Yalova'da tanıyıp himayesine aldığı sığırtmaç Mustafa ile öğretmeni İle birlikte Dolmabahçe Sarayının önünde. (19 Eylül 1930)

Yalova'da tanıyıp himayesine aldığı sığırtmaç Mustafa ile öğretmeni İle birlikte Dolmabahçe Sarayının önünde. (19 Eylül 1930)

Dönemin gazetecileri, yazar ve şairleri duyarlılık göstererek, onun serüvenini dile getirmişlerdi.

Sığırtmaç Mustafa, gazetelerin yanı sıra  öykülere, şiirlere de konu olmuştu.
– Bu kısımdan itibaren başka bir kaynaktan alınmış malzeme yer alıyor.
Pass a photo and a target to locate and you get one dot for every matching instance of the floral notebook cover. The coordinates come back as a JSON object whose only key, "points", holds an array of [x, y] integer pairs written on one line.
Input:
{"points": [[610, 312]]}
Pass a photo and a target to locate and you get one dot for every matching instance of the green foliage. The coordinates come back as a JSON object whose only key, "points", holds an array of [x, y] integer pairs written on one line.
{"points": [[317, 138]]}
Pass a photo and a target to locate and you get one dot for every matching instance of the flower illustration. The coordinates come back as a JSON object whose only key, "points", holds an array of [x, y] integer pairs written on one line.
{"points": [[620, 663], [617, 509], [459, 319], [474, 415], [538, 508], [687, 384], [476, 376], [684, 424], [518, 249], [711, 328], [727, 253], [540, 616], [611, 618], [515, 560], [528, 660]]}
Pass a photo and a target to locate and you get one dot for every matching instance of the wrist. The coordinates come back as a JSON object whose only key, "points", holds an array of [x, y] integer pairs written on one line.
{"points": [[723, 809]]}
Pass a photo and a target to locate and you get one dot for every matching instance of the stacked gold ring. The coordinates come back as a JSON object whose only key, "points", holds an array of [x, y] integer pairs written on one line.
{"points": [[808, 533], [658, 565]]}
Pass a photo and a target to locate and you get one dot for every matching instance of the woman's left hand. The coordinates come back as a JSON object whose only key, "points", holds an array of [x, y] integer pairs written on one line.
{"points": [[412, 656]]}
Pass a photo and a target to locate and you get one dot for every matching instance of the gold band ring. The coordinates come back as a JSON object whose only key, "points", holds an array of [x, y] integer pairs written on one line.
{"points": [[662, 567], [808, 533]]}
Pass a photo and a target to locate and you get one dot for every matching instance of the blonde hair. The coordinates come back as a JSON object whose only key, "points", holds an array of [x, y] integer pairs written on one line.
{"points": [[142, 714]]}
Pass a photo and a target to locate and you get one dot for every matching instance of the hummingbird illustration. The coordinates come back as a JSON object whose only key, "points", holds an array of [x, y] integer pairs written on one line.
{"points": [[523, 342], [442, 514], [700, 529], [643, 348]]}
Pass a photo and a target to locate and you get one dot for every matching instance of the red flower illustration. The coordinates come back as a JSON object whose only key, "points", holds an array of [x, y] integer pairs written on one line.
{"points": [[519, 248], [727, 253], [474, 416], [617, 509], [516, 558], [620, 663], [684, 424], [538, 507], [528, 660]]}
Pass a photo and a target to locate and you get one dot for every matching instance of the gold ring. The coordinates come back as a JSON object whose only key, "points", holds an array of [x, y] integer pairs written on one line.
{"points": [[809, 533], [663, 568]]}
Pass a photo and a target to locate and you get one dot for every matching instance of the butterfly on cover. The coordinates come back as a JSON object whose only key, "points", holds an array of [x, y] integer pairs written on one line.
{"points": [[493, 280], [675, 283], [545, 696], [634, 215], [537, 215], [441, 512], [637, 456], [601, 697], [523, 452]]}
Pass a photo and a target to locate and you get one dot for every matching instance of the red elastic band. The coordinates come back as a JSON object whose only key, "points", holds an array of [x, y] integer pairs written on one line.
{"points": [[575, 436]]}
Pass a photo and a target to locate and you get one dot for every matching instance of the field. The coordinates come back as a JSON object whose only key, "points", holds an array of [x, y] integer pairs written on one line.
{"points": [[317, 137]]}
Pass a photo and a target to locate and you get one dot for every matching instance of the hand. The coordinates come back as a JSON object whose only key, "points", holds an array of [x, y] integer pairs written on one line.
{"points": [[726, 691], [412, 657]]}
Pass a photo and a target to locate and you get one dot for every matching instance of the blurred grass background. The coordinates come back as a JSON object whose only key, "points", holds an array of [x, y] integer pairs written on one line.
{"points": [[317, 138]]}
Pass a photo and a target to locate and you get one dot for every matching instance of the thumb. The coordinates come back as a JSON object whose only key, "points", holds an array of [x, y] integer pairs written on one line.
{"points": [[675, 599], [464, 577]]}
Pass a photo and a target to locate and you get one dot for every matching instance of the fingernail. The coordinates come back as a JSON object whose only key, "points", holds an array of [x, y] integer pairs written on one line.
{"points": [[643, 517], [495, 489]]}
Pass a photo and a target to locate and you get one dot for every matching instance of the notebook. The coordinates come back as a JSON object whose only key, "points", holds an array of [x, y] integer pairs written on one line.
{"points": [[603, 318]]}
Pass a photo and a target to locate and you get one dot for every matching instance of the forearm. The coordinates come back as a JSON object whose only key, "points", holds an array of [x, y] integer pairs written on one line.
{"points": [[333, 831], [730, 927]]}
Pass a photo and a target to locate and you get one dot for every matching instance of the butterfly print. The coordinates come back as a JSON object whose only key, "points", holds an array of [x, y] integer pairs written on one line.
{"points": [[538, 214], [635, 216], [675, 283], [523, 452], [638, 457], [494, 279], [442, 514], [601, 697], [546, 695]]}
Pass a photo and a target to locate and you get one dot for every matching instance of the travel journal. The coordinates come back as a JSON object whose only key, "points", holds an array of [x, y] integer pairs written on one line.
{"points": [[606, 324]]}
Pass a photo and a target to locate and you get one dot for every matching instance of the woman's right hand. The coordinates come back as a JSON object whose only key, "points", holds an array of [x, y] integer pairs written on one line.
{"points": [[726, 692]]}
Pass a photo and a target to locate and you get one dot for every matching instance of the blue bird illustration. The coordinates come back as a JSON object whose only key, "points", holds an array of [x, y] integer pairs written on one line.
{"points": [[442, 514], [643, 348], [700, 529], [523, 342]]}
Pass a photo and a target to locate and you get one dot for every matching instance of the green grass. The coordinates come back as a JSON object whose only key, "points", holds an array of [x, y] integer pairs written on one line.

Mehmet Selahattin’in şiiri bunlardan biridir :

 

Mustafa Kemal’in elinden tuttuğu

Sığırtmaç Mustafa, Sığırtmaç Mustafa

Çiftlik ağasının dağda unuttuğu

Sığırtmaç Mustafa, Sığırtmaç Mustafa

 

Kırlarda güttüğün davarla inekti

Yediğin bir parça kararmış ekmekti

Katığı kurtarmak, bu az mı emekti

Sığırtmaç Mustafa, Sığırtmaç Mustafa

 

Yolunun üstüne Gazi’yi çıkaran

Taliin milletin talii ey çoban

Bak benzine kan geldi, dizine derman

Sığırtmaç Mustafa, Sığırtmaç Mustafa

 

Küçücük zihnini, bu kim ? diye yordun

Sonra anladın ki en Ulu’su yurdun

Gazi adaşınla diz dize oturdun

Sığırtmaç Mustafa, Sığırtmaç Mustafa

 

Sen de medeni bir insan olacaksın

Sırasında aranıp sorulacaksın

Bilgi hamuruyla yoğrulacaksın

Sığırtmaç Mustafa, Sığırtmaç Mustafa

 

Milletin tarihten silinmiş izi

Dağılan sürümüze baş olan Gazi

Senin gibi dağdan toplamıştı bizi

Bunu hiç unutma Sığırtmaç Mustafa

Mehmet Selahattin

Yalova'da tanıyıp himayesine aldığı sığırtmaç Mustafa ile öğretmeni İle birlikte Dolmabahçe Sarayının önünde. (19 Eylül 1930)

Not:

Sığırtmaç Mustafa (Demir) 1941 yılında subay olmuş, 1960 yılının Kasım'ında sağlık gerekçesiyle emekli olup Yalova'ya yerleşmiştir. Yalova'da emeklilik yaşamını sürdürmekte iken 15 Ocak 1987 tarihinde hayatını kaybetmiştir.

Kaynak:

1-"On Yedi Milyondan Biri - Atatürk'ün Öksüz Bıraktığı Çocuk Neler Anlatıyor?" Selahattin Güngör, Cumhuriyet Gazetesi, Sayı: 5213, 15 Kasım 1938, Sayfa:3

2- A.A.M. Atatürk’te Çocuk Sevgisi. Cemil Sönmez. 2004 Yılı. ISBN: 975 -16-1746-4. Sayfa:91-102

Bu fotoğrafı paylaş
Sığırtmaç Mustafa'nın, Atatürk'le karşılaşması. (16.09.1929)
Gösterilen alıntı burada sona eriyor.